Als Argument gegen den Mittagsschlaf führten viele Unternehmen auch an, besonders die Arbeitnehmenden würden am Abend lieber früher mit der Arbeit aufhören.
Auch wenn kein Glarner Unternehmen für einen Versuch direkt mit- machen wollte, fand der Maturand 38 Freiwillige, die nach seinen Vorgaben während zwei Wochen den Mittagsschlaf ausprobierten. Für seine Recherchen hatte Feldmann diverse Ruheräume besichtigt, um konkrete Erfahrungen aus der Arbeitswelt abzuholen. Eine Luxusvariante, wie sie in der Uni St. Gallen sogar mit einem Betreuer praktiziert wird, braucht es laut ihm aber nicht. Mit einfachen Mitteln wurde in der Kanti Glarus ein leer stehender Raum umfunktioniert. Das Ergebnis seines Versuches spricht für den Powernap.
35 von insgesamt 38 Teilnehmern waren positiv überrascht darüber, wie der Powernap ihr Wohlbefinden erhöhte. Womit die Glarner Probanden auch gängige wissenschaftliche Studien bestätigen. Dass trotzdem nicht mehr Leute davon Gebrauch machen, erklärt sich Feldmann mit fehlendem Bewusstsein.

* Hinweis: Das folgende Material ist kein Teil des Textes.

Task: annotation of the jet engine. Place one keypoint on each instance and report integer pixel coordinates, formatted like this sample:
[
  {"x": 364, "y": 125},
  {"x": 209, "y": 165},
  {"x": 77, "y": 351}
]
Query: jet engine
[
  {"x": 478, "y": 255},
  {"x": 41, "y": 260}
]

Dem Glarner Maturanden liegt es am Herzen, seine Erfahrungen weiterzugeben. Die Schülerorganisation der Kantonsschule Glarus sei bereits überzeugt. Der nächste Schritt sei, die Schulleitung zu gewinnen, einen definitiven und ständigen Ruheraum an der Kanti einzurichten.
Und auch für den Fall, dass es noch keinen Ruheraum am Arbeitsplatz gibt, hat Feldmann für Nachahmer einige Tipps: Der Ort für das Nickerchen sollte ruhig sein. Die Position kann frei gewählt werden. Mit der Jacke als Kissen auf dem Tisch, auf einer Matte am Boden oder im Sommer auf einer Parkbank. Eventuell die Augen verbinden oder Ohrenstöpsel benutzen, rät Feldmann.
«Der Powernap ist kein Ersatz für fehlenden Schlaf, aber ein Mittel zum Regenerieren. So wie er auch bei langen Autofahrten empfohlen wird, damit ein Autofahrer nicht in den gefährlichen Sekundenschlaf fällt.» Einen Wecker zu stellen könne hilfreich sein, da man nach 15 bis 20 Minuten unbedingt aufstehen sollte: «Man darf auf keinen Fall zu lange schlafen.»